As financial markets blossomed in the early 20th century, the need to compare simple investment instruments such as bonds with different maturities and default risks arose, sparking the development of the discounted cash flow (DCF) concept which relies on discount rates to set cash streams that take place at different times on equal temporal footing. To achieve the comparison of investment instruments, the analysis commingled payment risk (i.e., default) with the time value of money to determine discount rates. Higher discount rates were used to account for higher default risks. When later extended to perform cost benefit analysis of more complex investment opportunities, DCF models failed to accommodate detailed cash flow risk profiles. Nonetheless, DCF kept the idea of comingling risk and time value of money. As a result, the mechanics of DCF analyses breed the incorrect perception that short-term benefits are always more valuable (or liabilities more harmful) than long-term ones reinforcing the “time is money” concept. This implicitly and effectively transfers costs and risks from current to future generations while siphoning wealth from those generations to the present, thereby hampering our ability to finance promising adaptation ideas within appropriate timeframes. The impact of the distortion introduced by discounting future revenues and/or liabilities on economic policy development and/or public investments in the energy sector have been clearly exposed in early publications. Unfortunately, nearly four decades later, the issue of discounting is still widely prevalent today among practitioners and academics alike as clearly illustrated in a recent article on climate-change risks of global financial assets. In there, the authors recommend using discount rates given by the opportunity cost of capital of private investors when valuing a portfolio of privately held financial assets.
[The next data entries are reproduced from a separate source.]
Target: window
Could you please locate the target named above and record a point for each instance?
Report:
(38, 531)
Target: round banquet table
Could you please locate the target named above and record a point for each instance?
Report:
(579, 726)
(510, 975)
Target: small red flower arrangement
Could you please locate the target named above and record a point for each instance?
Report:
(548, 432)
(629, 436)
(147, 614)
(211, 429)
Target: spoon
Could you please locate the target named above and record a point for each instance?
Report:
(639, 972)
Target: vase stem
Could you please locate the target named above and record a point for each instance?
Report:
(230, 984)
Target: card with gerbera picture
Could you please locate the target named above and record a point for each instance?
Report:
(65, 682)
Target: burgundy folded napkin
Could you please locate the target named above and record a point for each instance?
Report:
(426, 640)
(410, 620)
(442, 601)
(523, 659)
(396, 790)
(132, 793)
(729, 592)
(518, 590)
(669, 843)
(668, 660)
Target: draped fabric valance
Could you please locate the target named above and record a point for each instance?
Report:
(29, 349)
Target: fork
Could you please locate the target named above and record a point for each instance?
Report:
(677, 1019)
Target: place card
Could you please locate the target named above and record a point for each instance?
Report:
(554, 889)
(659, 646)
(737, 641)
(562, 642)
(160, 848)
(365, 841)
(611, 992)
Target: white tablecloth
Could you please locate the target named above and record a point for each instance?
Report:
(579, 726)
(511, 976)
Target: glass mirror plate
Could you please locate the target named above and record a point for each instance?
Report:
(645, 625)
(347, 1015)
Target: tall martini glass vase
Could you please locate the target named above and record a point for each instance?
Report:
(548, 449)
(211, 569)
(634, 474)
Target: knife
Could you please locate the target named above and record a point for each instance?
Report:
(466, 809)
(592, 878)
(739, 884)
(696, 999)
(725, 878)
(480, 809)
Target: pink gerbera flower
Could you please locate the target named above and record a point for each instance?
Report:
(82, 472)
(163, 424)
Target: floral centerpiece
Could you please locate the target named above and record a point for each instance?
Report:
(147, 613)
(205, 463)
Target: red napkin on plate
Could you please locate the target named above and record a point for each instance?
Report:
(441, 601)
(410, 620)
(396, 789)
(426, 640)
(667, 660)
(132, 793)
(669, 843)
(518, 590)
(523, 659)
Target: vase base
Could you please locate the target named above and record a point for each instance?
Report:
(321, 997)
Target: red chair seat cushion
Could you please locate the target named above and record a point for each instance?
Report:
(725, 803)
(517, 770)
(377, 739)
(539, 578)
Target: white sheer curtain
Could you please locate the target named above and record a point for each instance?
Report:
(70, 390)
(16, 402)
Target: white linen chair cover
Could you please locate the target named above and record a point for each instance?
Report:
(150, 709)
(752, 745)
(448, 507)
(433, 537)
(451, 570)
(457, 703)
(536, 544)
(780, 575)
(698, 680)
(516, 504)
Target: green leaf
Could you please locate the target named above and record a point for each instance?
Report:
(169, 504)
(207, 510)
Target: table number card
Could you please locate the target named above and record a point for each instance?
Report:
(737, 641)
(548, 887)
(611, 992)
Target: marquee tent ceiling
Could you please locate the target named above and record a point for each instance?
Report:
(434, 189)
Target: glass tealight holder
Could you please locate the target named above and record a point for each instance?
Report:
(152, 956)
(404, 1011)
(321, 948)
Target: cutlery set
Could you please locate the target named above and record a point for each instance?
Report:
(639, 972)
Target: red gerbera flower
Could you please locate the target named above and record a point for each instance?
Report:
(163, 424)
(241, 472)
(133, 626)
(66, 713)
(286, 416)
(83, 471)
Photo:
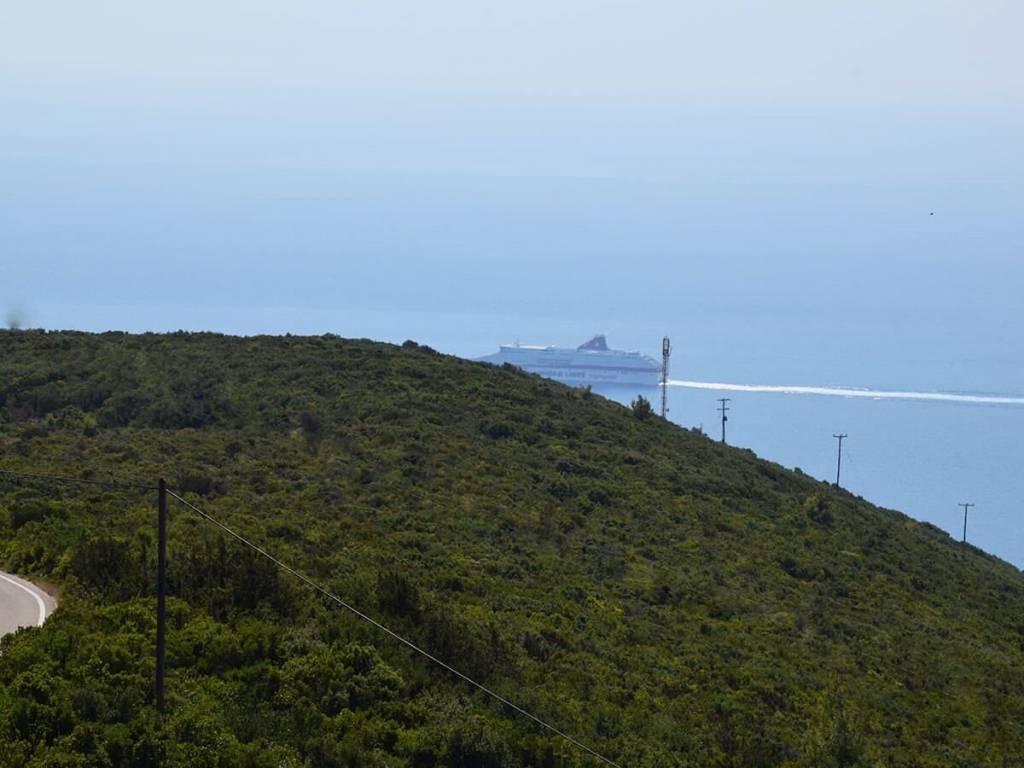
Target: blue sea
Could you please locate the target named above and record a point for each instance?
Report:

Climate change is a global risk that provides a stark example of this adaptation logjam. There is broad consensus among the scientific and regulatory communities that the physical impacts of climate change resulting from unchecked anthropogenic activity will not only increase the risk of losses in coming decades but also the magnitude of the effect2,. However, the inability of DCF to consistently and transparently monetize the effects of physical risks on long-term asset value discourages investments in the scientific and engineering advances that could provide more sustainable solutions to our most challenging problems at a fraction of the cost. In a nut shell, for typical discount rates used in standard financial analysis, DCF promotes the idea that $1 saved today is far more valuable than $6 of avoided future costs, making it difficult to make the case that society at large is better served investing its financial resources today in resilience and adaptation.
2.0 Short-termism and the Tragedy of the Horizon
Promoting and adopting sustainable solutions requires all stakeholders, including non-profit and for-profit executives and shareholders, elected officials, and the community in general, to adopt a long-term mindset so that investments in sustainability or resilience are not perceived as a gamble that only pays off in the event of a disaster. Although nobody would label wasteful an individual buying health or life insurance while hoping at the same time to never use it, the same cannot be said when evaluating the well-being of a community. Unfortunately, acting against the need to implement longer-term investment strategies is the mismatch between the horizons of those typically charged with executing the ideas (e.g., executives who typically have short-term horizons and reduced exposure to long-term impacts) and those affected by them (e.g., communities who suffer most from long-term impacts yet often have little influence over decisions). This misalignment invariably results in myopic investment strategies that favor projects offering faster returns over those that would increase long-term shareholder and social value,. This widespread bias favoring short-term investment decisions has led to a phenomenon known as the Tragedy of the Horizon in which the consequences of decisions are felt well beyond the short-term horizons of business/political cycles and often impose a significant burden not only on the current but also on future generations (Figure 1). Although the term was originally introduced to describe the concerns associated with climate change risk, the same is true for other major global risks facing society.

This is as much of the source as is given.